ARCADI ESPADA-El Mundo

 

Un acto de fuerza del Estado acabó hace una semana con la intentona revolucionaria contra la democracia. Un acto de fuerza de los ciudadanos acabó ayer con la ilusión insurreccional básica. El nacionalismo no tenía la verdad ni la razón ni el poder. Ayer comprobó que ni siquiera tiene una nación, cualquiera que sea el sentido que quiera dar al término. Un millón de ciudadanos (a ver si voy a ser yo el único español sin derecho al redondeo) salió a la calle en una manifestación de la que sólo hay un precedente: la del 11 de septiembre de 1977. Aquel domingo de hace 40 años miles de catalanes salieron a la calle a instaurar el régimen complejo, contradictorio, leal y traicionado que acabaría siendo el régimen del 78. Ayer domingo, otros tantos miles decidieron defenderlo del sostenido embate del nacionalpopulismo.

Como entonces, los ciudadanos salieron en masa a las calles, espontánea y desorganizadamente, envueltos en banderas que parecían recién tejidas. Ninguna de esas dos manifestaciones tuvo la disciplina pueril, encuadrada, paramilitar, puramente coreana, de las últimas diadas organizadas por el Gobierno, sus escuadrones y la televisión nacionalista, esas diadas que probaron hasta qué punto el exceso de formalización anuncia siempre el totalitarismo.

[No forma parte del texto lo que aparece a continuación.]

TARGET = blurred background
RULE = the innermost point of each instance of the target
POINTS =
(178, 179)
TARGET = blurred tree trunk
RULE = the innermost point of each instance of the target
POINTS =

Ayer, como hace 40 años, la manifestación fue el resultado de una necesidad física: urgente, caudalosa; entonces derramada sobre el franquismo macilento y ahora sobre la epilepsia nacionalista. Las dos manifestaciones, dispuestas a regenerar «la ciudad medieval, cercada por la peste, de donde todo el mundo huye», como acertó a definirlo tan cerca de las del Borne arruinado, el grande, el valiente, el limpio Mario Vargas Llosa, aquel al que debe mirar quien quiera saber lo que es un intelectual y, sobre todo, lo que es un hombre.

El todavía presidente Carles Puigdemont tiene una cita parlamentaria el próximo martes. Fruto del manejo clandestino que caracteriza a la presunta organización criminal que dirige, nadie sabe si en esa comparecencia leerá los periódicos del día, formalizará su dimisión y el consiguiente retorno al agro o bien presentará la llamada Declaración Unilateral de Independencia. Sería interesante que los que tienen trato con él, médico o de cualquier otro carácter, le adviertan de que, de hacer eso, la unilateralidad que propugna no se proyectaría sobre el gobierno del Estado, sino sobre los ciudadanos catalanes, hoy ya ausentes de toda ley y sentido que no provenga del conjunto de España.

Tiene razón en pedirlo. Búsquenselo. Pero no cualquiera de esos parásitos profesionales que viven de una y otra sangre en los conflictos. Visto ayer el feliz resoplido de las calles, lo que el todavía presidente Puigdemont necesita es un mediador verdadero que lo sustituya. Alguien que pueda representar al tiempo la democracia, la ley y la vergüenza. Es decir, un político razonable y honrado que lo eche a un lado y lo archive definitivamente como el protagonista que fue de los días más sórdidos, peligrosos y ridículos de la Cataluña moderna.